The Canine Lampoon: Cats! (Edition #3)

Cats! They’re everywhere now… so that’s why we have dedicated this edition of the Canine Lampoon to Cats!… or more specifically…


3 Ways To Keep Cats Away

This Section Of The Canine Lampoon Was Written By Koda Bear The Rat Terrier

1.: Water! It’s very simple! Just wait for the human to take a bath, and then grab the cat and put it in there with the Human! That’ll teach them to be *Shutters* Cats.

2. Barking. This one is much easier! Just Bark! Bark-Bark-Bark! Woof Woof! Awoooooga!!! Its sure to not only drive your cat crazy, but it also has a second use! What you say? Getting your owner to let you outside and play in the Mud! Bark-Woof-Awoooga!!!!!

Three!?! What’s the Point? Those two are to perfect for us to need a third one!


Modern Dog: An Opposing View On Cats

This Section Of The Canine Lampoon Was Written By Roxy The Lhasa Apso

As a Modern Dog–and a modern PuWomen–thats Pup-Women by the way you uncultured mutt. Anyways I know that as a Modern PuWomen that Cats are not the enemies Koda says they are!

To be frank: Koda Bear is a Catist!

If it weren’t for Cats we wouldn’t have many of our Guilty Puppy Pleasers. Such as: Chasing Cats, Barking At Cats, Peeing On The Cats Toys, and–of Course–Brutaly Killing Cats.

So why does Koda Bear hate cats? He certainly has no problems chasing and Barking at them…


BreakOff: Sticks And Their Uses

This Section Of The Canine Lampoon Was Written By Masie May Whose Breed Is Unknown

NOTE: The “BreakOff” Section Is Not In Coordination With The Rest Of The Article.

Sticks. We Use them every day! But what else can they do? Have you ever wondered if that stick that you just retrieved has any secondary uses other than just Fetch? Well surprise? It does!

1. Back Scratcher! Have you ever noticed those huge sticks that you just can’t fit your teeths around? They grow straight up from the ground, and have 30 bushes on top? Well they make amazing back Scratchers! So good you’ll say “Hey what do I need this human for again?…Oh, yeah Food”

2. Intimidation. Ever chased a squirrel, cat, or Car? Well if you get a big enough stick they’ll be so in shock from terror they’ll freeze and you’ll finally catch them! Why will they have so much terror? Because they’re stupid, and they’ll think you just got bigger!

3. Making The Human Happy! Your human really enjoys it when you bring a dead bird in the house, and I guarantee they’ll enjoy a huge stick just as much!


This Section Of The Canine Lampoon Was Written By Piggy The Staffordshire Terrier

Dog News: Cats Are Climbing Higher, And Their Food Tastes Bad!

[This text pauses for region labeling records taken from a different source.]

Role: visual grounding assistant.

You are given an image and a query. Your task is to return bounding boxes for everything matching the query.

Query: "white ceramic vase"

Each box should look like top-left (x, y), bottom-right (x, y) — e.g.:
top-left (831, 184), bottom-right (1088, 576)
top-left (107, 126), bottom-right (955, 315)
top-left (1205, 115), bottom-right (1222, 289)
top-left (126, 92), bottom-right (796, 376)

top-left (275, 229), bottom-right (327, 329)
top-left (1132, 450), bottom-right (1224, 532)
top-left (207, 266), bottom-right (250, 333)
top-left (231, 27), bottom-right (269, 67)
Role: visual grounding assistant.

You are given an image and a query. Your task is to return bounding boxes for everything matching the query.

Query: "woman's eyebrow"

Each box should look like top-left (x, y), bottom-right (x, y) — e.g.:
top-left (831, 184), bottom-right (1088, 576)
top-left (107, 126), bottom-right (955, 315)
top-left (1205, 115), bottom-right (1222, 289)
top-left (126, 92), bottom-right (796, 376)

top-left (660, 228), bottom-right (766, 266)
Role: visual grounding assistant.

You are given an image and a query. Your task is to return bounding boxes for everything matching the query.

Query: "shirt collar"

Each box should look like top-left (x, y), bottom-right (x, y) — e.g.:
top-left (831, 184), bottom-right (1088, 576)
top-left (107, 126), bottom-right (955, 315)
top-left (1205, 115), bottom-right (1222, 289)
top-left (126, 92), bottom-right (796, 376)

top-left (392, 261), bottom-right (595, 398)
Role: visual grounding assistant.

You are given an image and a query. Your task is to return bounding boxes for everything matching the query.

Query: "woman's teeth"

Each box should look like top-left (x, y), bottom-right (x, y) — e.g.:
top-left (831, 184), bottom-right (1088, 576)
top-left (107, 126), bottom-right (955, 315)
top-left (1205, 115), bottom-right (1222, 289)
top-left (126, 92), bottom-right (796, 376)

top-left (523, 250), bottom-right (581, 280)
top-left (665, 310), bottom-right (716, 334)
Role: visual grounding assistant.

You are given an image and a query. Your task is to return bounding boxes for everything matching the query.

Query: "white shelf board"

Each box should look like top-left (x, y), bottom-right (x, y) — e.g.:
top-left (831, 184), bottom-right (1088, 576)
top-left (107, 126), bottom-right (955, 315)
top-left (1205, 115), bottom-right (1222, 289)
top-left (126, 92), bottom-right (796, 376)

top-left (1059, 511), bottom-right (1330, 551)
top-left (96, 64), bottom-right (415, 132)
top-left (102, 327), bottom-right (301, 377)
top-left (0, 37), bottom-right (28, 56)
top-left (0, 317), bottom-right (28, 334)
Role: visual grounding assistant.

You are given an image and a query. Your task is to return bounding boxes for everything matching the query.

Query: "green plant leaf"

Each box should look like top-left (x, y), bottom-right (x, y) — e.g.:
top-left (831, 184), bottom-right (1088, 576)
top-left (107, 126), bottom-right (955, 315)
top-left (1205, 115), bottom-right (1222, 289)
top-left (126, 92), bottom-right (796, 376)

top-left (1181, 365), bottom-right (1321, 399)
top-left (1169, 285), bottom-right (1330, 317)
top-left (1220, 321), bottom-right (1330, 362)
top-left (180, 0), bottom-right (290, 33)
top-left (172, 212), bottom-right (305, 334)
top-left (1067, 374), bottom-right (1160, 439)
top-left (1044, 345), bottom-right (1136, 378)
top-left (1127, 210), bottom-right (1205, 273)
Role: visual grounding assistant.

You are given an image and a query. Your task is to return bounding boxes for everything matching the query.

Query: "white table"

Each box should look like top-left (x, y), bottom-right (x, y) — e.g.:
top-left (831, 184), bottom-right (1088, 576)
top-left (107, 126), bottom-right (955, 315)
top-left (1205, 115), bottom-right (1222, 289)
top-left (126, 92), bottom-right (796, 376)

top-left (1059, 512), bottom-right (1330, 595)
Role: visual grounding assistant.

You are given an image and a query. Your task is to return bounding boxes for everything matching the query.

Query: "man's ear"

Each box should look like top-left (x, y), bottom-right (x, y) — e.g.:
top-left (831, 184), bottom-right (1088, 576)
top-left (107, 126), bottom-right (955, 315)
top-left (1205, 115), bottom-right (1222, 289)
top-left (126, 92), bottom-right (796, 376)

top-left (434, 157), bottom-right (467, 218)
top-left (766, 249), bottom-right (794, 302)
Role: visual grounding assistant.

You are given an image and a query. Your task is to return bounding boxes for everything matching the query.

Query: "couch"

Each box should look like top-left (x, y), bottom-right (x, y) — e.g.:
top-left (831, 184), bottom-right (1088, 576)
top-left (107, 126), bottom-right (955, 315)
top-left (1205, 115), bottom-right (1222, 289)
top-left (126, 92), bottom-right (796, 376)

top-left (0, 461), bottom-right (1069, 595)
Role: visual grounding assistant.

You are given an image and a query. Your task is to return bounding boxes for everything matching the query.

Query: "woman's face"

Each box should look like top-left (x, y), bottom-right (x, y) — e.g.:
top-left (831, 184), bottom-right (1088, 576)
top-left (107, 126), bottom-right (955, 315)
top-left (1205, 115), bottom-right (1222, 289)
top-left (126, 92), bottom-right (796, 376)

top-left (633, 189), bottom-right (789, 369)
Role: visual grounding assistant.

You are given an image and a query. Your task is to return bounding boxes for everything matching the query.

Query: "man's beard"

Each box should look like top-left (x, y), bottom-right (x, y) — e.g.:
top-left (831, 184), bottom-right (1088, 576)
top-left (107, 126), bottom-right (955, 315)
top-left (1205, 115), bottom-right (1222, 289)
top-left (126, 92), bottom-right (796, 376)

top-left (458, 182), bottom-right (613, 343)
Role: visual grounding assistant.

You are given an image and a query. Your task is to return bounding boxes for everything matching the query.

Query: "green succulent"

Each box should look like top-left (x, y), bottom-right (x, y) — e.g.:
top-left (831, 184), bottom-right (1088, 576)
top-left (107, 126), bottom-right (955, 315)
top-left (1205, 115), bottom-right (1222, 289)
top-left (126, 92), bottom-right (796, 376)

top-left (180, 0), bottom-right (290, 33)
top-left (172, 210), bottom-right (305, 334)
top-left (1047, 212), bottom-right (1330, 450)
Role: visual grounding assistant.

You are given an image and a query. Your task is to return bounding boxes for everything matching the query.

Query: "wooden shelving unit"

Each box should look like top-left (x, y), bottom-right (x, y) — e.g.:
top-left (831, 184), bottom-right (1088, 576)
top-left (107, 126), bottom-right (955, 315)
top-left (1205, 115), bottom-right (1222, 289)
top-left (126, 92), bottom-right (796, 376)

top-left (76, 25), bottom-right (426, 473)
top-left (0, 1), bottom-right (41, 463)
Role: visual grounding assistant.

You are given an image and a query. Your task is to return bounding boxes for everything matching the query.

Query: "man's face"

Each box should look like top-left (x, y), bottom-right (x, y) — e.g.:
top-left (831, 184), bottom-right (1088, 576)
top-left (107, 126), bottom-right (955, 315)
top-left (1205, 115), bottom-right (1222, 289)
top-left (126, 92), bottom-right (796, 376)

Cats nowadays are adapting and climbing higher according to a new study by The DogShire Group. This could mean that Cats are more likely to avoid Playtime with us Pooches–and especially Death.

Now don’t call me a “Catist”, but it’s just a fact that Cat’s food Tastes bad. I mean Tuna? Ewwww!!!!


True Story: The Cat Who Scratched Me

This Section Of The Canine Lampoon Is An Interview Between Jasper The Aussie Puppy & An Anonymous Dog (Going By The Name “Fido” Who Was The Victim Of A Gruesome Attack

Jasper: So, Fido would you like to tell us exactly what happened?

Fido: Well… It was a Cold December Evening in the dog Year 14,126 (Human Year: 2018), I was just sitting on my porch… and…*Sniffles* and…

Jasper: Its OK Fido, your a good boy

Fido: And the Cat just attacked me!

Jasper: Was there any motive behind the attack?

Fido: No! All I wanted to do was chase it and kill it… but it attacked me!

Jasper: I see… did they ever catch that sick, deranged cat?

Fido: That’s the worst part! The owner still let’s her sleep and live at the house…!

Jasper: What!?! That’s Crazy! That cat is deranged, sick, and Woof-Woo-Woof (Human Translation: Crazy!)!

Fido: Yes he is… and you can go to WWW.CatBeGone.org and sign our petition to have Monica not only kicked out of our house, but put down

Jasper: Of course the Crazy Cat’s name is Monica… That name makes anyone crazy… if your a real dog you’ll sign that petition ASAP!!!


Thanks For Reading The Canine Lampoon.